#687 Chuck’s Place: Deeds of Denial & Indulgence

“Denying oneself is an indulgence. The indulgence of denying is by far the worst; it forces us to believe that we are doing great things, when in effect we are only fixed within ourselves.”

In this quote from A Separate Reality, Carlos Castaneda unmasks the self-importance of self-denial. On the one hand, Americans overindulge and, on the other hand, have a puritanical guilt complex about it. What Carlos is challenging is the self-definition of becoming valuable because we begin a collection, a new inventory of deeds of denial and feel good about ourselves accordingly.

Certainly, the inability to discipline the self comes with a huge price. On the other hand, disciplining the self and accomplishing great deeds also comes with a huge price, the illusion of permanence. The challenge is to avoid becoming a collector of anything, huge deeds or huge misdeeds, indulgence or denial.

Self-importance appears with many faces, asceticism and worldly accumulation are but two. Beware as well of the middle way: if you find pride in your attachment to balance, once again self-importance has found its way into your self-definition. Better to indulge, to break the accumulation of days of pride in having achieved the better way. ‘Tis better to pick up after a year of sobriety and restart the steps than to indulge in thirty self-important years of dryness and rage.

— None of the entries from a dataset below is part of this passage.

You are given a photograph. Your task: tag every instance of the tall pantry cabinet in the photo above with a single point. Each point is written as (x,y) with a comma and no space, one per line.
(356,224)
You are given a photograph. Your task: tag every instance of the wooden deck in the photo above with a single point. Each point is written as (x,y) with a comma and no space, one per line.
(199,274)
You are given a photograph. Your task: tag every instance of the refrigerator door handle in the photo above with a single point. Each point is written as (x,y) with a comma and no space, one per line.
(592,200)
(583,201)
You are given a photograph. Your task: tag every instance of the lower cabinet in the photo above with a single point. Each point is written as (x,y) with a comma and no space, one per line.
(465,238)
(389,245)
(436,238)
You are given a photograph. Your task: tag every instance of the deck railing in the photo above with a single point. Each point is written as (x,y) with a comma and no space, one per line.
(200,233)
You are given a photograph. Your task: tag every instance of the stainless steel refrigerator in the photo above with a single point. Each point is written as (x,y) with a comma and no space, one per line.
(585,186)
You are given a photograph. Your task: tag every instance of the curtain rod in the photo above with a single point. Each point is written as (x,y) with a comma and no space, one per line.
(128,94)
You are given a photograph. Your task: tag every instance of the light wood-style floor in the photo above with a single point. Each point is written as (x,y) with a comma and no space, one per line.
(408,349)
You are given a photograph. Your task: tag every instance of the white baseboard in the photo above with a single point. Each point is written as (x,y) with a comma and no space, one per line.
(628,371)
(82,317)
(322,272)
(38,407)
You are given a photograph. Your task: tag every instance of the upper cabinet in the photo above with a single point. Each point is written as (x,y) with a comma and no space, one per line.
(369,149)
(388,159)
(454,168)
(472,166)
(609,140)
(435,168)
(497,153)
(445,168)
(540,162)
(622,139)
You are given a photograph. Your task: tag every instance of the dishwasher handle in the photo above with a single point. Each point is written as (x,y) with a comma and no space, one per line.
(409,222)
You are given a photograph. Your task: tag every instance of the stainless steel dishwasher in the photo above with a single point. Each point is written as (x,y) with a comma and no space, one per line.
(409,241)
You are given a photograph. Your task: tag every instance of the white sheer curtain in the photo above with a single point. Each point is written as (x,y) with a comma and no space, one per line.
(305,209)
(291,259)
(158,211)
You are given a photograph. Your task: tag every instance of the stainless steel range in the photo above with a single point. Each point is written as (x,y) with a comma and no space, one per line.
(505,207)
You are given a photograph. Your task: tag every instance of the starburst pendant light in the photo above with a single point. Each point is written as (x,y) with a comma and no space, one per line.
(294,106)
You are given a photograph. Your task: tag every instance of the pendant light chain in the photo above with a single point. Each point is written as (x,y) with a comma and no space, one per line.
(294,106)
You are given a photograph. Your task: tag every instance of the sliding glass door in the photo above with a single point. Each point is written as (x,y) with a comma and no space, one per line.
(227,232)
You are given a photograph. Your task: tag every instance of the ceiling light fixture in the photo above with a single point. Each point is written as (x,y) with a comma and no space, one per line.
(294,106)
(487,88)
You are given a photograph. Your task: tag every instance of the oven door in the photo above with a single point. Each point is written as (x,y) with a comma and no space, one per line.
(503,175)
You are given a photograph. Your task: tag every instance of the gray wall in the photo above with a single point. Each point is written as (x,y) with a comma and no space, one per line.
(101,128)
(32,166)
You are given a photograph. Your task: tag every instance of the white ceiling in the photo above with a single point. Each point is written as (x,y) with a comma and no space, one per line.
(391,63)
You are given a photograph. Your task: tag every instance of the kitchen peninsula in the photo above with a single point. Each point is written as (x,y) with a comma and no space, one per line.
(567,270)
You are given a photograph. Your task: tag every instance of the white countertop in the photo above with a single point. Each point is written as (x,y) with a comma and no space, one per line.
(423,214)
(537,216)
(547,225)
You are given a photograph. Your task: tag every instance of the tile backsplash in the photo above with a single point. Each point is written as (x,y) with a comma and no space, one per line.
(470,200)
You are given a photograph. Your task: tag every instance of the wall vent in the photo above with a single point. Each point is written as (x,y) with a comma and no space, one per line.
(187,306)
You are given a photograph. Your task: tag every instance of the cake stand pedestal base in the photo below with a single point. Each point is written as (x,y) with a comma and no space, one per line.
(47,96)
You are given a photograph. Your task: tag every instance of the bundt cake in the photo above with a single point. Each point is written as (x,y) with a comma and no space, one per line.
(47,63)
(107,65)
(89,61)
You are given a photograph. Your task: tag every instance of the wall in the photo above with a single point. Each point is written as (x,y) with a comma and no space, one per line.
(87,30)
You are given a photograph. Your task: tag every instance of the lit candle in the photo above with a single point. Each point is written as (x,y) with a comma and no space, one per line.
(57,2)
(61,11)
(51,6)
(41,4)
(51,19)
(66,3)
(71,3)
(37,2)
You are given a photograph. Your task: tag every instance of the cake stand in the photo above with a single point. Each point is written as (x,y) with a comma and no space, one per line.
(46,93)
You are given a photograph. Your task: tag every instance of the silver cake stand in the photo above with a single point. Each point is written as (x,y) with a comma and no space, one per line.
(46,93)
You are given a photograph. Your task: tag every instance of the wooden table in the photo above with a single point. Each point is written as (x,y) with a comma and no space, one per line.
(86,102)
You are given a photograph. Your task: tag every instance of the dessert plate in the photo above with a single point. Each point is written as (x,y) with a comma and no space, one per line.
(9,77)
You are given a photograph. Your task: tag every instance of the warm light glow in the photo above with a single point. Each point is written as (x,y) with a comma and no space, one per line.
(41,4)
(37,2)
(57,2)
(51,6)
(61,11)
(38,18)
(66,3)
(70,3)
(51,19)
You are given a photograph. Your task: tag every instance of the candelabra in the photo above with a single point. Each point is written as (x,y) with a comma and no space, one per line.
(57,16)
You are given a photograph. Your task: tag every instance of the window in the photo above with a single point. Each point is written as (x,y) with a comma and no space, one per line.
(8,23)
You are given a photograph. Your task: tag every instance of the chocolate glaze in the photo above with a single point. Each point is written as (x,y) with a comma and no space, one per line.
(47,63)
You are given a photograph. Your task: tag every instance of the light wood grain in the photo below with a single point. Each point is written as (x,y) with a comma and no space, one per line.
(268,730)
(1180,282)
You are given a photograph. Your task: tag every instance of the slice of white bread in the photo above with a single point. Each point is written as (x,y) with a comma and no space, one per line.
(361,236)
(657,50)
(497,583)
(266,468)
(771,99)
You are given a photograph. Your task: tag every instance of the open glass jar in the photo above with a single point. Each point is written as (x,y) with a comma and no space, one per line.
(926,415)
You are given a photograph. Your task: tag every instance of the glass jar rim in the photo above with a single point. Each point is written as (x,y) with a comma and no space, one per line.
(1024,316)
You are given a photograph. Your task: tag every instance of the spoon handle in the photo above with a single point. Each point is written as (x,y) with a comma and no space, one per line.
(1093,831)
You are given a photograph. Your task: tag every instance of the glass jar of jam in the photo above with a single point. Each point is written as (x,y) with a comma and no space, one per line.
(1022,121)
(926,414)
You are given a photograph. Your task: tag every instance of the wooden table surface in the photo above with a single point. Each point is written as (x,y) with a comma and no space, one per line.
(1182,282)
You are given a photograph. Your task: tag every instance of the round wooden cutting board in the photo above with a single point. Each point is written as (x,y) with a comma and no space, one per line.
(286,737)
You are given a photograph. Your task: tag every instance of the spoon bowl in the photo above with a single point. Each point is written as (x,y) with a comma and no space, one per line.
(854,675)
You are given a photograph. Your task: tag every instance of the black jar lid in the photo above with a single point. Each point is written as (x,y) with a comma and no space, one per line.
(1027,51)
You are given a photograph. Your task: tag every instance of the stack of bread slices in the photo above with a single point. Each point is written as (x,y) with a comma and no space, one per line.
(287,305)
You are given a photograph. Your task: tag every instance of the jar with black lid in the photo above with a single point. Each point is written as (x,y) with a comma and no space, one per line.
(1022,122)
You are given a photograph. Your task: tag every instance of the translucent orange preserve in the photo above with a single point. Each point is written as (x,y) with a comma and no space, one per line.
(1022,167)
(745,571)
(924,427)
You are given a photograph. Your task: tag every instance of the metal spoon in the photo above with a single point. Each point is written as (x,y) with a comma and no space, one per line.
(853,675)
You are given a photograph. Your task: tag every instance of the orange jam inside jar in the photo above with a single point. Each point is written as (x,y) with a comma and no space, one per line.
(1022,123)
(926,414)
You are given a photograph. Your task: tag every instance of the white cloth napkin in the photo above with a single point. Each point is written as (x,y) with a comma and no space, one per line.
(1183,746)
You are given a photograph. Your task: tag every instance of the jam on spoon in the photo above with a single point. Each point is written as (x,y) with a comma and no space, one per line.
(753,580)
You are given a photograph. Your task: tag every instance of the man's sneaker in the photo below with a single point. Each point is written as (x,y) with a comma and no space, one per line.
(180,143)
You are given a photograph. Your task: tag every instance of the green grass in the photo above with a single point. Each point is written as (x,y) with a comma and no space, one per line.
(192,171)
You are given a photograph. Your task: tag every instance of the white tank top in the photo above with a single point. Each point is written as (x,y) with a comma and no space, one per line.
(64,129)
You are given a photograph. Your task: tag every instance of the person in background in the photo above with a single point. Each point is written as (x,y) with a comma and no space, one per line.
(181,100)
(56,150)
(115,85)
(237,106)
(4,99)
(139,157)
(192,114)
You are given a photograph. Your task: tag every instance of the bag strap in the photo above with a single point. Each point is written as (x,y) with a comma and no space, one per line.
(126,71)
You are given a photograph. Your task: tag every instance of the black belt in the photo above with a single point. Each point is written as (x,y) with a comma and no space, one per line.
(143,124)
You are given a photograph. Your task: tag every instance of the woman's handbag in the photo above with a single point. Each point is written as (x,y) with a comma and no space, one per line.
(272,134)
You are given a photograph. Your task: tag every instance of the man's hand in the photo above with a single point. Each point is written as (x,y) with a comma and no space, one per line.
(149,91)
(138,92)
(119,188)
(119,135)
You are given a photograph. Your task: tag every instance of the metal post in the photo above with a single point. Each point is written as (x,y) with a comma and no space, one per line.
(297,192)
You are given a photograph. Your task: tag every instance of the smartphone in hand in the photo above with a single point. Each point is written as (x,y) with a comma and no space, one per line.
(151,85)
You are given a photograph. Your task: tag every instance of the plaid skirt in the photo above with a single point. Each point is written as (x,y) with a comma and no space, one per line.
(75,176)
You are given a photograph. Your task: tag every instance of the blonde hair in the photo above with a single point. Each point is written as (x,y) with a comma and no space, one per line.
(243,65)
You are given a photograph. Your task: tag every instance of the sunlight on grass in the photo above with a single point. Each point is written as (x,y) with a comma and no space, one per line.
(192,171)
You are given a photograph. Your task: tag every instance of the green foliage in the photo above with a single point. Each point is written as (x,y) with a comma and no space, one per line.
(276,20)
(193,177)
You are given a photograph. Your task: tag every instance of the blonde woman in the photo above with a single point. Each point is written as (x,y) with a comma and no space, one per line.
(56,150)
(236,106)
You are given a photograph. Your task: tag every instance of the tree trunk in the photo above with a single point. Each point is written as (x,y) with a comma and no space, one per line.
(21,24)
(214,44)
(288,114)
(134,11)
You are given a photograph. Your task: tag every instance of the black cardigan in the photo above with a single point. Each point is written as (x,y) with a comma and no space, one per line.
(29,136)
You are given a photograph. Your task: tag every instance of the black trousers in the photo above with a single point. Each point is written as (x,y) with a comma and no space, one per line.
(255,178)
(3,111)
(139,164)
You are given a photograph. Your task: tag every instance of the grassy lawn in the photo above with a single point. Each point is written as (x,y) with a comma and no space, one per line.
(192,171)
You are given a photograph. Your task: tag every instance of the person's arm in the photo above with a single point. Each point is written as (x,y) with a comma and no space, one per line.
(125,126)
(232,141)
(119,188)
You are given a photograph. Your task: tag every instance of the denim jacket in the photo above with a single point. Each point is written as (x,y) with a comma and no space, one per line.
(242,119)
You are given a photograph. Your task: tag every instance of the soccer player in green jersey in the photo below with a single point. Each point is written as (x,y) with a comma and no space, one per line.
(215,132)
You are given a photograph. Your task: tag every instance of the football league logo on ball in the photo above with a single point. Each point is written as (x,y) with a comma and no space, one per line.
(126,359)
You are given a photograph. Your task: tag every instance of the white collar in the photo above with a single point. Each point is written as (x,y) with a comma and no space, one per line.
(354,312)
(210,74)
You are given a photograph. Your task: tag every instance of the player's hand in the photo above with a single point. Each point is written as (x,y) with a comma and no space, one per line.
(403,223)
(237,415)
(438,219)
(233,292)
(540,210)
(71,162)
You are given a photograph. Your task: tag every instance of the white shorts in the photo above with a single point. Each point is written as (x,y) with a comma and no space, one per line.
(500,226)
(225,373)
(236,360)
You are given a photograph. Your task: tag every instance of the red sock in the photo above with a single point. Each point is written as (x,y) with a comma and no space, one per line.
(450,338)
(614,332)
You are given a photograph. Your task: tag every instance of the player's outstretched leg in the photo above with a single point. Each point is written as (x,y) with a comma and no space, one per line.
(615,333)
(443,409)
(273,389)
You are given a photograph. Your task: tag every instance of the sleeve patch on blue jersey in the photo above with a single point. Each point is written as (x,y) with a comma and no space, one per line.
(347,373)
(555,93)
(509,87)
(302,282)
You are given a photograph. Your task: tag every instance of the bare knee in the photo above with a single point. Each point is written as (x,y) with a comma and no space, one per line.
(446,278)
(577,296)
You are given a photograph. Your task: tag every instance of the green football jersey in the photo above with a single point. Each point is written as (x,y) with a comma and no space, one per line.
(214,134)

Break all the rules. But beware not to get attached to the self-importance of being a rule breaker. If you fall into that trap, better to become consistent and disciplined to erase any attachment to the self-importance of the maverick. Self-definitions are rigid and fixed and make us appear to “be something.” Better to be nothing and everything, as fits the situation. This is fluidity, the ideal place to be. Of course, it’s possible to get caught in the self-importance of being fluid! In that case, it might be important to become rigid and unrelenting, to break the spell of unwittingly becoming fixed within as a superior fluid being.

I close today with another quote, from the Tao Te Ching:

“To hold things and be proud of them is not as good as not to have them,
Because if one insists on an extreme, that extreme will not dwell long.
When a room is full of precious things, one will never be able to preserve them.
When one is wealthy, high ranking, and proud of himself, he invites misfortune.
When one’s task is completed and his mission is fulfilled, he removes himself from his position.
This is indeed the way of Nature!”

If you wish to correspond, please feel free to post a comment below.

Until we meet again,
Chuck

NOTE: The quotes above come from The Wheel of Time by Carlos Castaneda, p. 53 and Tao: A New Way of Thinking by Chang Chung-yuan, p. 25.